Começou a andar, e entrou em um bar. Precisava tomar alguma coisa.
- Me dá uma dose de doze anos – pediu ele, sentando no balcão.
Ao chegar a dose, ele virou.
- Outra!
Nessa ele foi mais devagar, porém aquela primeira, junto com tudo que passava na sua cabeça, começaram a subir no seu estômago. Mal dando tempo de chegar à privada, Paco colocou pra fora todo o conteúdo do seu estômago, junto com a bile que estava lá. Ele tossia, seus olhos lacrimejavam e a garganta ardia.
Ele queria morrer.
Acostumada às mais diversas reações, a princípio Isadora não se incomodou com aquelas lágrimas, mas a conversa deles começou a vir toda em sua cabeça e ela se sentiu culpada por aquilo. Não era, mas ela não sabia.
- Seu Paco...
- ...
- Alguma coisa que eu possa fazer pelo senhor?
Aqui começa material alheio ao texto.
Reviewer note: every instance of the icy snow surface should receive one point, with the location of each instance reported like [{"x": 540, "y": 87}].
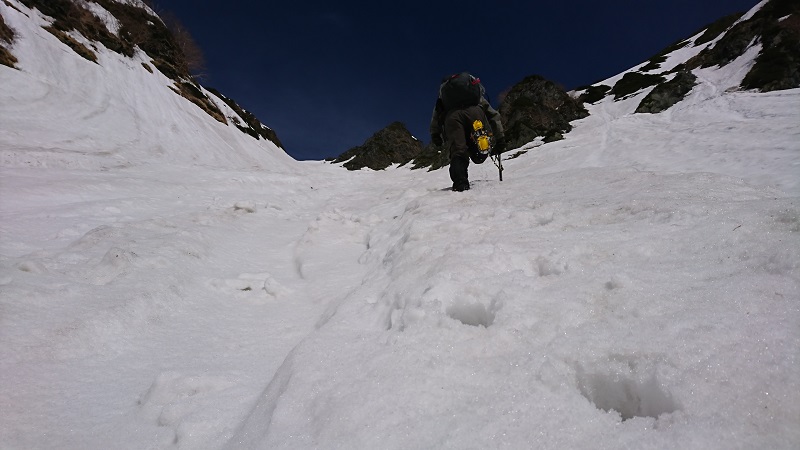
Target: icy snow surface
[{"x": 169, "y": 282}]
Levantando o rosto, seco e sem sinal algum de algo que pudesse ter acontecido, ele respondeu de maneira firme:
- Por enquanto eu creio que não, Isadora, obrigado.
- Se o senhor precisar, toque a campainha, virei rapidamente – disse ela saindo.
Quando a enfermeira chegou até a porta, abriu-a e, quando estava para sair, ouviu Paco dizer:
- Isadora... Como eu vim parar aqui?